Nephrectomy improves overall survival in patients with metastatic renal cell carcinoma in cases of favorable MSKCC or ECOG prognostic features.

Urol Oncol 2015 Aug 16;33(8):339.e9-15. Epub 2015 Jun 16.

Department of Urology, Bicetre Hospital, Paris XI University, Le Kremlin Bicêtre, France.

Objectives: The role of cytoreductive nephrectomy (CN) in the treatment of patients harboring metastatic renal cell carcinoma (mRCC) has become controversial since the emergence of effective targeted therapies. The aim of our study was to compare the overall survival (OS) between CN and non-CN groups of patients presenting with mRCC in the era of targeted drugs and to assess these outcomes among the different Memorial Sloan-Kettering Cancer Center (MSKCC) and The Eastern Cooperative Oncology Group (ECOG) performance status subgroups.

Methods And Materials: A total of 351 patients with mRCC at diagnosis recruited from 18 tertiary care centers who had been treated with systemic treatment were included in this retrospective study.
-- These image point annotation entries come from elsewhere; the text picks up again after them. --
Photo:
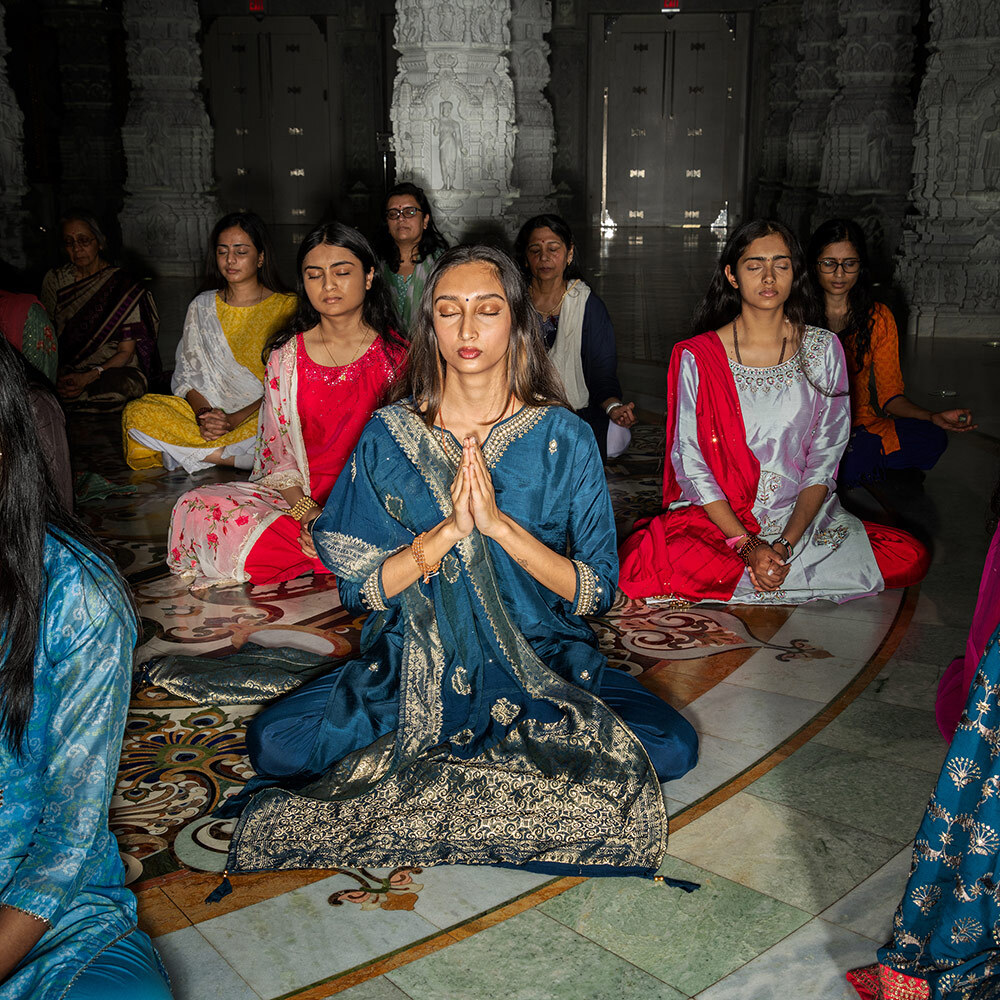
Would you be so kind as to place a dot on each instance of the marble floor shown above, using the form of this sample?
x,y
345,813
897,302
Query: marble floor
x,y
818,748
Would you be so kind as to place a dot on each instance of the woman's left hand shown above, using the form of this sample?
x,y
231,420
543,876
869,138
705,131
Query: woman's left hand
x,y
954,420
305,532
485,512
72,384
623,415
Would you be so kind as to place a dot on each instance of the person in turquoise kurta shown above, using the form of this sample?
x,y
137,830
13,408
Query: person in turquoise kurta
x,y
67,923
481,723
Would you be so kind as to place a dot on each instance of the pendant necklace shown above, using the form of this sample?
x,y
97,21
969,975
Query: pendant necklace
x,y
736,347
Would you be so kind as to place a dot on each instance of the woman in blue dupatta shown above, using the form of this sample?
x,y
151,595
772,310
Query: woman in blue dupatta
x,y
481,724
68,926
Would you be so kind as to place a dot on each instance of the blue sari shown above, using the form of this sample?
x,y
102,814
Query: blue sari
x,y
946,933
469,730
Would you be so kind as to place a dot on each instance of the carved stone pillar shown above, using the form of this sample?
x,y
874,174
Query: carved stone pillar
x,y
88,40
815,86
453,107
868,146
12,179
569,104
167,137
778,21
951,245
532,174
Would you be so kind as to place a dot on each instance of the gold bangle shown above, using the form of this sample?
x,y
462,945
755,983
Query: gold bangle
x,y
302,507
417,551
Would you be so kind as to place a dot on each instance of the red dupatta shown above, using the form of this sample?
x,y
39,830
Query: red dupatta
x,y
681,553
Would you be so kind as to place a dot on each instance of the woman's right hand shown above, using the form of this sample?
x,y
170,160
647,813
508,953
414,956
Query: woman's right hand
x,y
767,569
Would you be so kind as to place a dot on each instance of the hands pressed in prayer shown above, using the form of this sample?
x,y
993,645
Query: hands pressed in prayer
x,y
768,568
305,532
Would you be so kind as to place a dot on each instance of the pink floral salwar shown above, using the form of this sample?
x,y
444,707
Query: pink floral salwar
x,y
310,420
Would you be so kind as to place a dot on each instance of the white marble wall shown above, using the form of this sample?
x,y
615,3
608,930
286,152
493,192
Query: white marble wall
x,y
167,138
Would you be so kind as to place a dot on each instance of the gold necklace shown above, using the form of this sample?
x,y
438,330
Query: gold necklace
x,y
558,305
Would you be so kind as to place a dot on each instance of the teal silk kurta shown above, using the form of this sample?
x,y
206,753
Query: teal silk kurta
x,y
467,731
58,860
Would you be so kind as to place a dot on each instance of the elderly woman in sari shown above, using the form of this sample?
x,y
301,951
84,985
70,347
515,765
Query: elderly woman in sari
x,y
481,724
105,320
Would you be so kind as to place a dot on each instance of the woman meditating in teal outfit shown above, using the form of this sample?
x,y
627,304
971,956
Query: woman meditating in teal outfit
x,y
67,923
481,724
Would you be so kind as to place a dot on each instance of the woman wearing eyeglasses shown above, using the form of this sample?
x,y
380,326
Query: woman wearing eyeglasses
x,y
410,246
105,320
889,431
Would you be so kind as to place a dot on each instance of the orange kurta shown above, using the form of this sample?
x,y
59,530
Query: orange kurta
x,y
878,380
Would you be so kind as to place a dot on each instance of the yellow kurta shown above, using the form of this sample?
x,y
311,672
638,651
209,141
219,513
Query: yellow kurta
x,y
171,419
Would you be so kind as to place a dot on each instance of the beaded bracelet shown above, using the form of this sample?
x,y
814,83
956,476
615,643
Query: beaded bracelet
x,y
752,543
302,507
417,551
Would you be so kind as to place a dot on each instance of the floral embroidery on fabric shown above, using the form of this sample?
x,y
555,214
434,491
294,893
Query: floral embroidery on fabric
x,y
504,711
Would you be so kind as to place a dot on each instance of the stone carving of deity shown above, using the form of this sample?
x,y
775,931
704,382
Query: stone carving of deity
x,y
450,144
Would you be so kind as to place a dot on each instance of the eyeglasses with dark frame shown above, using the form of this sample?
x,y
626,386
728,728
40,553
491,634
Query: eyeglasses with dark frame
x,y
829,265
392,214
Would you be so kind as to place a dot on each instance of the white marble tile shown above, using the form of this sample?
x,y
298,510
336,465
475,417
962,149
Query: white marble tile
x,y
809,963
869,908
718,761
298,938
453,893
759,718
194,966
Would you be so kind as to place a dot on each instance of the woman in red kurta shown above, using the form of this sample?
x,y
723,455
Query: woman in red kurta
x,y
325,376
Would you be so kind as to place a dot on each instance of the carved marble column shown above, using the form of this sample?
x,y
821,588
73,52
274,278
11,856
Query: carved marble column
x,y
88,39
167,138
868,145
815,85
951,245
532,174
778,21
12,179
453,121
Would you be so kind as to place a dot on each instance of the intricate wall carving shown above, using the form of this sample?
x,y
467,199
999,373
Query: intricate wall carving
x,y
453,118
532,172
952,244
815,86
867,147
778,21
12,180
167,138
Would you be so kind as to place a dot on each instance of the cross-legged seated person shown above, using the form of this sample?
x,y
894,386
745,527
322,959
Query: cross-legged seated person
x,y
758,416
481,724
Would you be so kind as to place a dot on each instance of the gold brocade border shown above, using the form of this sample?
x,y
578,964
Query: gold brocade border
x,y
410,953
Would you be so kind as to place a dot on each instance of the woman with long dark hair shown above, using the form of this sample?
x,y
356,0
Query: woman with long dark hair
x,y
68,628
410,244
890,431
105,319
326,372
758,416
576,329
481,724
211,418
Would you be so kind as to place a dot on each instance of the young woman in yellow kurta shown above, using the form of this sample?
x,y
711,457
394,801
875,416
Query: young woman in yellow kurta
x,y
211,418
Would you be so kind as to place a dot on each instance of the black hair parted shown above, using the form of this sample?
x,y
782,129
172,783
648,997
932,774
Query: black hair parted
x,y
431,240
560,227
378,311
253,225
722,303
856,336
29,509
531,376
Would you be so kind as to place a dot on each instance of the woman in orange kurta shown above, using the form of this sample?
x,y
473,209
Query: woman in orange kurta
x,y
889,431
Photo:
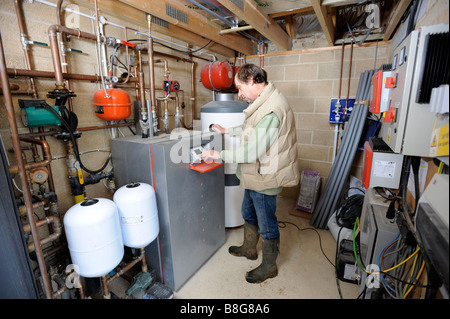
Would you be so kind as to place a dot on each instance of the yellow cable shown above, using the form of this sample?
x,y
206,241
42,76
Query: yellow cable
x,y
418,276
410,276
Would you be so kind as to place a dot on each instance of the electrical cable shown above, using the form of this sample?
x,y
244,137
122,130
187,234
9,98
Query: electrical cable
x,y
172,48
72,137
386,270
351,209
282,224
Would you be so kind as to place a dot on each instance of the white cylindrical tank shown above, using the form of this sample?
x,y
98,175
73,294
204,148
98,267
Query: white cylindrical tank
x,y
227,113
138,214
94,236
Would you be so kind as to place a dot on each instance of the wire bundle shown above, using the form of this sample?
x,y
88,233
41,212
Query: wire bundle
x,y
349,211
399,280
340,170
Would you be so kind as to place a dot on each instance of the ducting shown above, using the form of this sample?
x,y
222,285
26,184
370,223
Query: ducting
x,y
337,179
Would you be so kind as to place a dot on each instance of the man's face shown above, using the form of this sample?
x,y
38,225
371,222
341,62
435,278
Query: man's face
x,y
246,90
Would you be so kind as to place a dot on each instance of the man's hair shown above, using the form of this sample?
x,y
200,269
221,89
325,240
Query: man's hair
x,y
250,70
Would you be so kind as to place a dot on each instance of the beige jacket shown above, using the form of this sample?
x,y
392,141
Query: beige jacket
x,y
278,167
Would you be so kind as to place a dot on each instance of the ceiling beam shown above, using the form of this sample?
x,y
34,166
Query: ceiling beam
x,y
325,21
262,23
290,12
137,18
179,15
395,17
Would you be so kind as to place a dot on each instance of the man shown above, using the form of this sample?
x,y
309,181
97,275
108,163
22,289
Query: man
x,y
267,162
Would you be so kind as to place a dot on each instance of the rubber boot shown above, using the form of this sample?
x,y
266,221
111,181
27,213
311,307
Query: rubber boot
x,y
248,248
268,267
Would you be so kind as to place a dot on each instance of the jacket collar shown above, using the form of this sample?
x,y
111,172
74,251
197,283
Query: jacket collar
x,y
263,96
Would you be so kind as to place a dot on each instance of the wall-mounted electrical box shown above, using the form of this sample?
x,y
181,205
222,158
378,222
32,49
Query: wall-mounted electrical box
x,y
340,113
382,83
382,167
407,125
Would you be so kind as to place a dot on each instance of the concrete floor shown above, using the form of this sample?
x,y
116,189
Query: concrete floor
x,y
303,271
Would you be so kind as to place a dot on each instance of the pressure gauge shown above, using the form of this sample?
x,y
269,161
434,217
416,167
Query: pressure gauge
x,y
39,175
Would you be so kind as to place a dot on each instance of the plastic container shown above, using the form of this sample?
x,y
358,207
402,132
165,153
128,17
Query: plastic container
x,y
94,236
217,75
115,107
138,214
227,112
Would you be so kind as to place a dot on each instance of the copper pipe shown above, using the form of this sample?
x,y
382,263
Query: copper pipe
x,y
349,72
23,208
63,54
144,262
106,294
51,75
193,92
126,52
151,62
120,271
22,174
342,65
144,111
23,35
14,169
57,230
52,33
82,129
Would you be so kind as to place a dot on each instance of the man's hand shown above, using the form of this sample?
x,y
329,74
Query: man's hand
x,y
210,156
218,128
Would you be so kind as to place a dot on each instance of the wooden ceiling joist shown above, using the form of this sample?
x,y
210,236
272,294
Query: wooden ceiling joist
x,y
137,17
261,22
195,23
325,21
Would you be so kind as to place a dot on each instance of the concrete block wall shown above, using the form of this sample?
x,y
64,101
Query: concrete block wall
x,y
310,79
94,144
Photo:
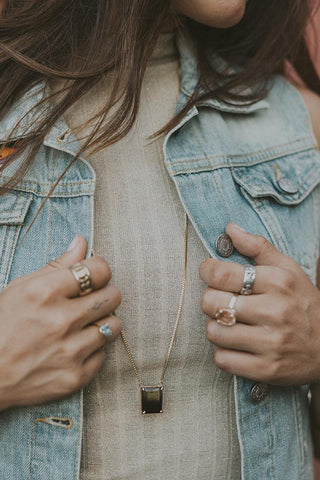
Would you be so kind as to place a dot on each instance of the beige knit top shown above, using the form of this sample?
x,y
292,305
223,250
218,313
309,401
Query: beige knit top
x,y
139,229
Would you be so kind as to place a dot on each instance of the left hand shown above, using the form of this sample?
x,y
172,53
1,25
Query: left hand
x,y
276,339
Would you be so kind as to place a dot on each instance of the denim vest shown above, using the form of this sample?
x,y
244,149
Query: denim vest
x,y
226,162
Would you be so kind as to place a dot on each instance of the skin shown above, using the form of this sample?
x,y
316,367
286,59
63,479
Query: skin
x,y
65,351
214,13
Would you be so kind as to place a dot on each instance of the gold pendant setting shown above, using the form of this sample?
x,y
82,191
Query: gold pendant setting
x,y
151,399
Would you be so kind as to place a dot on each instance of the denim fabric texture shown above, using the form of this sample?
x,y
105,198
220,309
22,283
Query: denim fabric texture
x,y
225,162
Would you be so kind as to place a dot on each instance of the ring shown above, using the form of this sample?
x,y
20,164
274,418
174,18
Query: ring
x,y
82,274
248,280
227,315
104,329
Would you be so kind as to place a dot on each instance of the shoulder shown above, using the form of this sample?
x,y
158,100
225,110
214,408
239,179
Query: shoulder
x,y
312,101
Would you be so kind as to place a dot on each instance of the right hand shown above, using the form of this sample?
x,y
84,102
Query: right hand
x,y
48,349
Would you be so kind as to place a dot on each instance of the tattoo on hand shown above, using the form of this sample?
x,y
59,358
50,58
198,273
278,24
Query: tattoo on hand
x,y
98,305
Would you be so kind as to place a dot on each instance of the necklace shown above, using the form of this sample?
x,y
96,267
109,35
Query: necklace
x,y
152,395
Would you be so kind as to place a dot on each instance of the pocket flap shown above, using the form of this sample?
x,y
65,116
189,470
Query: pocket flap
x,y
14,207
288,179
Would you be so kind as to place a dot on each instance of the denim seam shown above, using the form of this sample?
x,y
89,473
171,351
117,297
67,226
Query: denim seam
x,y
271,436
223,198
50,211
49,184
13,245
240,175
298,417
249,154
210,168
274,227
78,193
79,443
239,426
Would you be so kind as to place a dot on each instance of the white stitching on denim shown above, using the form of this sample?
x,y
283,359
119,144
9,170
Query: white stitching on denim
x,y
62,422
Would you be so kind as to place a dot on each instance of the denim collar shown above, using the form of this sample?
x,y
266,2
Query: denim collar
x,y
189,78
61,137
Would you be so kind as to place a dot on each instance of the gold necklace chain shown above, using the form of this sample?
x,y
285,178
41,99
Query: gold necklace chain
x,y
124,340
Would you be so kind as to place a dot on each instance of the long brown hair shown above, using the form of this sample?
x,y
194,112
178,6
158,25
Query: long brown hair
x,y
78,42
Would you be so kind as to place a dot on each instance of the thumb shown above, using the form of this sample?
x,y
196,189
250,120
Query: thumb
x,y
75,253
258,248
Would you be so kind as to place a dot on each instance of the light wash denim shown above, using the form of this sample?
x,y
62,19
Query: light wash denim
x,y
223,161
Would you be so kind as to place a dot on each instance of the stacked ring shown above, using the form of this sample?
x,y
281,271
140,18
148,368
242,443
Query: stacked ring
x,y
104,329
82,274
248,280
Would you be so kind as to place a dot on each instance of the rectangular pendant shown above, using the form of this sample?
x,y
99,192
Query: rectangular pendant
x,y
151,399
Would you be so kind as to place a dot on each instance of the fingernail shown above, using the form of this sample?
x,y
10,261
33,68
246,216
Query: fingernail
x,y
74,243
239,228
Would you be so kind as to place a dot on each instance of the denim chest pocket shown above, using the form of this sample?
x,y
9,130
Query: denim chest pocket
x,y
285,194
14,207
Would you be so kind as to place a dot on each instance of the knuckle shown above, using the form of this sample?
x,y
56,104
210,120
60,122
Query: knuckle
x,y
221,276
55,264
213,334
37,292
59,324
272,371
263,243
74,380
283,312
206,266
116,295
284,282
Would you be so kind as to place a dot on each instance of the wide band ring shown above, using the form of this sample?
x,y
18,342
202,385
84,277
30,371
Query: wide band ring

OS was assessed by the Kaplan-Meier method according to the completion of a CN. The population was subsequently stratified according to MSKCC and ECOG prognostic groups.

Results: Median OS in the entire cohort was 37.1 months. Median OS was significantly improved for patients who underwent CN (16.4 vs. 38.1 months, P<0.001). However, subgroup analysis demonstrated that OS improvement after CN was only significant among the patients with an ECOG score of 0 to 1 (16.7 vs. 43.3 months, P = 0.03) and the group of patients with good and intermediate MSKCC score (16.8 vs. 42.4 months, P = 0.02). On the contrary, this benefit was not significant for the patients with an ECOG score of 2 to 3 (8.0 vs. 12.6 months, P = 0.8) or the group with poor MSKCC score (5.2 vs. 5.2, P = 0.9).

Conclusions: CN improves OS in patients with mRCC. However, this effect does not seem to be significant for the patients in ECOG performance status groups of 2 to 3 or poor MSKCC prognostic group.